Вы выделяетесь в мобильный резерв. Сейчас выдадут оружие и боеприпасы. Распологайтесь пока в-о-он в той части двора. Старшие групп ко мне. Остальные «Разойдись!».
Я в который раз испытывал изумление. Прибалтика понятно, Западная Украина не удивительно. Но здесь в краю трудолюбивых мирных белорусов, ухоженных чистых местечек такая предбоевая суета смотрелась дико и чуждо. Край мой лесной, ты ли это? Может я не в своем, а каком-то параллельном мире?

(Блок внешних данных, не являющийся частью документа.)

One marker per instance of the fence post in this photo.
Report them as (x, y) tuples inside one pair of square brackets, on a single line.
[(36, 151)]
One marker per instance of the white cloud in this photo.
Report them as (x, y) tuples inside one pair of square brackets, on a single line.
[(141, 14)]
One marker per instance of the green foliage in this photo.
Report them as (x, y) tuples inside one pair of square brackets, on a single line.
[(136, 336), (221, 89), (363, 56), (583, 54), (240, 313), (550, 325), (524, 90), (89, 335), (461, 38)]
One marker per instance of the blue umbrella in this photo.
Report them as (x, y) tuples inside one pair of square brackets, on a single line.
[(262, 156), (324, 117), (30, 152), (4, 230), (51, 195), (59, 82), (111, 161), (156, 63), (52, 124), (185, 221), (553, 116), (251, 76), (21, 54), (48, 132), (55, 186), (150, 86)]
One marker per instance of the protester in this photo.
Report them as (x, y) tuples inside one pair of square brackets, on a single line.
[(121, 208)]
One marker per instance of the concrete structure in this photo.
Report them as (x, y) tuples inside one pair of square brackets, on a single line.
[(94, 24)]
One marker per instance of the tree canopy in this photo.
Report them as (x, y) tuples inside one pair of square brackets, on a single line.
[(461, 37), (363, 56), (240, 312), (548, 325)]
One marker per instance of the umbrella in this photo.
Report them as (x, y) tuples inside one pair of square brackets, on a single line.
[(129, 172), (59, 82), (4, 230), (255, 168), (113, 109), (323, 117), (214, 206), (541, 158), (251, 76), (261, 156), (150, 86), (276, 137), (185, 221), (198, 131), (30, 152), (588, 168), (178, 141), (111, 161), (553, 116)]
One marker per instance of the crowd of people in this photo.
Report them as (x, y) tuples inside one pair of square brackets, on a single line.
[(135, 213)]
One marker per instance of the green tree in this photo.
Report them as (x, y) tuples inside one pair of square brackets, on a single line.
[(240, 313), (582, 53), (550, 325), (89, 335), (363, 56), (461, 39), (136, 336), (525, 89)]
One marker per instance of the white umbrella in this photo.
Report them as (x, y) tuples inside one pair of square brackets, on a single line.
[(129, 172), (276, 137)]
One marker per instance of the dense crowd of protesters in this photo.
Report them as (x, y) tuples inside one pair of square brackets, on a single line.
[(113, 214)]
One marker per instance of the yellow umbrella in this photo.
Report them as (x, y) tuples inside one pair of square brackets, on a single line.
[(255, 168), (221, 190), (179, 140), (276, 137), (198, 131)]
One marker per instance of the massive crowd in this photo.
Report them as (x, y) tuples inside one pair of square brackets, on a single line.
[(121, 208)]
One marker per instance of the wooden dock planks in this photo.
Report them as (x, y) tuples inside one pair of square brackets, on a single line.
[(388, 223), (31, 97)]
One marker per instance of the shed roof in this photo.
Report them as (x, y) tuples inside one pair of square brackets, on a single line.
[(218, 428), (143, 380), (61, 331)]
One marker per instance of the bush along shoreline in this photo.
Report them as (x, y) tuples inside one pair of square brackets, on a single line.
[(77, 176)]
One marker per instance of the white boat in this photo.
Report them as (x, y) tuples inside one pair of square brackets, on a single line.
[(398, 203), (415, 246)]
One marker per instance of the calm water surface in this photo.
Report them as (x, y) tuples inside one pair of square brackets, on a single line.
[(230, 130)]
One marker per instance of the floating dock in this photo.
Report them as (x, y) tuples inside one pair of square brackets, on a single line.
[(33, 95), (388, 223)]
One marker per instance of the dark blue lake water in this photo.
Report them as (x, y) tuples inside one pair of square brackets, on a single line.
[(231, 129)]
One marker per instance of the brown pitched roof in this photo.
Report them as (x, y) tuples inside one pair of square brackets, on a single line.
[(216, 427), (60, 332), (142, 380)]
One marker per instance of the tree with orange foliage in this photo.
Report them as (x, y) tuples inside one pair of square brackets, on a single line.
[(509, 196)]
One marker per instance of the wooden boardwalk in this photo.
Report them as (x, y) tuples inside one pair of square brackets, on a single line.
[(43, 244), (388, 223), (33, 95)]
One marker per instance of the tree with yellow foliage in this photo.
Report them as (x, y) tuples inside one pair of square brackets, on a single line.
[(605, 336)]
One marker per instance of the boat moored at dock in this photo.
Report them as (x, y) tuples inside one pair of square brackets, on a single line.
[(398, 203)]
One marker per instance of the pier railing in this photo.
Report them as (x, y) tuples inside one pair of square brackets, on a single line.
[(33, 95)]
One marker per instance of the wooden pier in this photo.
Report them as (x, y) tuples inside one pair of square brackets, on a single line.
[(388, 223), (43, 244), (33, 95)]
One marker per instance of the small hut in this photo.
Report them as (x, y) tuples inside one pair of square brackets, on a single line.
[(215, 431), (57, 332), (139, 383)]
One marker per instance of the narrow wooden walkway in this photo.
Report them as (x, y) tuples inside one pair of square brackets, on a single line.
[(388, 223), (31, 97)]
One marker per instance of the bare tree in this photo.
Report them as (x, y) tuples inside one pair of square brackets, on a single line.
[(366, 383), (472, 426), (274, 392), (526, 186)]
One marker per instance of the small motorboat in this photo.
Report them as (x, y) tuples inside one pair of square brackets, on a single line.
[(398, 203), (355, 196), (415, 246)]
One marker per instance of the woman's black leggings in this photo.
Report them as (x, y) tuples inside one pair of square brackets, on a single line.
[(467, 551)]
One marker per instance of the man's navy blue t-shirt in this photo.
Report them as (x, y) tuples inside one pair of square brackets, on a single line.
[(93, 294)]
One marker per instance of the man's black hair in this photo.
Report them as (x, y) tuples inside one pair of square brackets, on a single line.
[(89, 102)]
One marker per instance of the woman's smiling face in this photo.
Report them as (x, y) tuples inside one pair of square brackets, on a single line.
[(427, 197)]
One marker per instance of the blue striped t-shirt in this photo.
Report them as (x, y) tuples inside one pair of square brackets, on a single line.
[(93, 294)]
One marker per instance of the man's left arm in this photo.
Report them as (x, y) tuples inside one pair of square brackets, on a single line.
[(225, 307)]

Постановка задач свелась к обыденному: кто, куда, когда, где получить, сколько раз расписаться.
Наши «ТТ» для стрелкового боя не подходили. Довооружиться предстояло в кладовой «вещдоков»… Здесь на стеллажах, в пирамидах, кучкой у стен стояли, лежали и валялись всевозможные системы и модели пистолетов, автоматов, винтовок. Генрих сначала присвистнул от такого богатства, а затем его еврейская натура взяла верх и высказалась:
— Мама дорогая, это ж, какой умный здесь завхоз! Такой богатый склад без учета и инвентаризации. Я себе такой же хочу! Какой гешефт можно делать!
Услышавший это полковник, протер бритую по моде голову носовым платком и грустно усмехнулся:
— Гешефт можно делать на еде, одежде, мыле. К тому складу вы даже не подойдете. А гэта, — он небрежно пнул ближайшую кучу, — можна падабраць у любым лесе, адкапаць у завалиным акопе, знайсци у руинах..
Генрих хмыкнул и начал перебирать немецкие «шмайсеры» о чем-то переговариваясь с ещё тремя сержантами.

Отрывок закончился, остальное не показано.